Par Mohammed Mbarki – Directeur de l’Agence de l’Oriental

Le sel vient du Nord, l’or vient du Sud, l’argent vient du pays des blancs, mais les paroles de Dieu, les choses savantes, les histoires et les jolis contes on ne les trouve qu’à Tombouctou
Dicton soudanais

Il est des moments de grâce dans la vie des sociétés humaines et des territoires d’exception où l’Histoire des Hommes rejoint la géopolitique pensée par leurs dirigeants.

Ce livre raconte les liens entre Figuig et Tombouctou enfouis au plus profond de la mémoire des Hommes. Certains marqueurs irréductibles les révèlent et des auteurs d’anthologie les évoquent depuis des siècles. Contemporain de la fondation de Tombouctou par les Touaregs, le géographe Charif Al Idrissi confirme ces liens établis dès le XIIᵉ siècle :

« Des Maghrébins commercent de part et d’autre du Sahara. »
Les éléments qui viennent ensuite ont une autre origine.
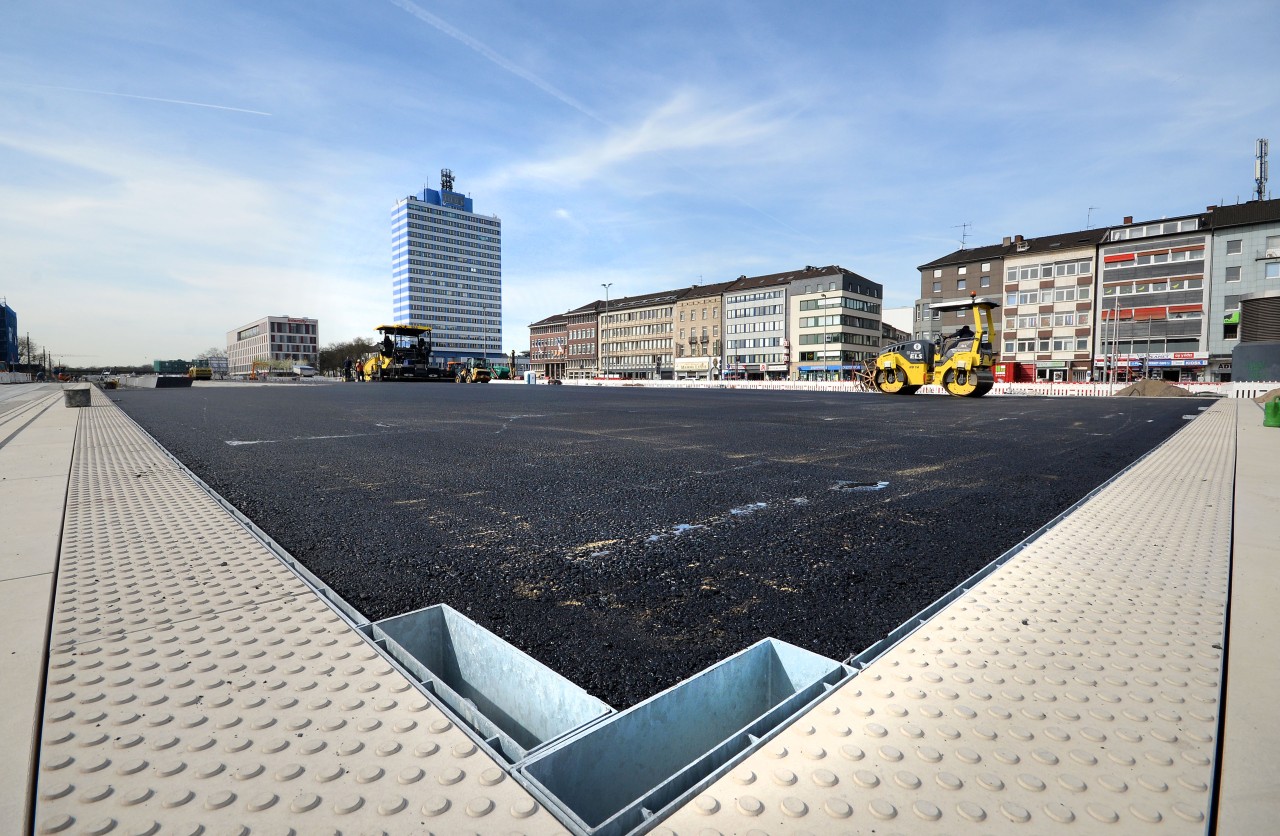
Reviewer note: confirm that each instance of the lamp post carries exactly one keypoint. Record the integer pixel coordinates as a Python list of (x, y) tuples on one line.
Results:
[(822, 306), (600, 336)]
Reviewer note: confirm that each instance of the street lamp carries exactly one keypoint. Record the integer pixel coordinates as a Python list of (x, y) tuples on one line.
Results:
[(822, 307), (600, 336)]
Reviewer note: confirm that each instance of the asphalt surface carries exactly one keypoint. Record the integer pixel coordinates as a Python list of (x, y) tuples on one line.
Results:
[(629, 538)]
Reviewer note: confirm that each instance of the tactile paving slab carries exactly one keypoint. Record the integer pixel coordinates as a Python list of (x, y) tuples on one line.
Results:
[(199, 686), (1077, 688)]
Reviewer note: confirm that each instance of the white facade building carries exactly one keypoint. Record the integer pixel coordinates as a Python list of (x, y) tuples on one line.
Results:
[(284, 338)]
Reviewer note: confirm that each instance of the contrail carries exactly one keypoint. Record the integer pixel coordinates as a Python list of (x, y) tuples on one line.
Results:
[(515, 69), (168, 101), (426, 17)]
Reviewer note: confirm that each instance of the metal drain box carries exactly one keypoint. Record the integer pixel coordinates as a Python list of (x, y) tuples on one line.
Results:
[(612, 777), (515, 702)]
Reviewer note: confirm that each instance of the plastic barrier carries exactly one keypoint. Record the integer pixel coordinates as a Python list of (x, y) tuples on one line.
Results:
[(515, 702), (616, 775)]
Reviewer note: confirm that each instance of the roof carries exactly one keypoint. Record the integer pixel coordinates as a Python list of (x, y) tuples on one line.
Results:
[(405, 330), (965, 256), (1061, 241), (1043, 243), (703, 291), (554, 319), (1256, 211), (644, 300)]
Les réflexions historiques, sociologiques et anthropologiques développées dans cet ouvrage livrent un aperçu diversifié des multiples échanges entre les deux villes. Elles suggèrent aussi que le temps est venu de renouer avec la grande Histoire saharienne des peuples de l’Ouest africain tant les contextes et les logiques à l’œuvre aujourd’hui y sont favorables.

Sa Majesté le Roi Mohammed VI, que Dieu L’assiste, héritier de cette mémoire dense et prospère, impulse sur le continent la vision d’une Afrique pacifique, juste et conquérante, où l’Histoire du monde a déjà situé les origines de l’Humanité. Ce livre s’inspire de cette vision pour l’appliquer avec bonheur aux territoires du Sud de l’Oriental marocain, enrichie de leurs prolongements naturels africains. Au cœur de ces territoires légendaires émergent Figuig et Tombouctou. Quoi de plus naturel alors que de mettre en valeur leurs relations que tant d’écrits anciens ont citées ou décrites… Une soif de découverte, une quête de fraternité.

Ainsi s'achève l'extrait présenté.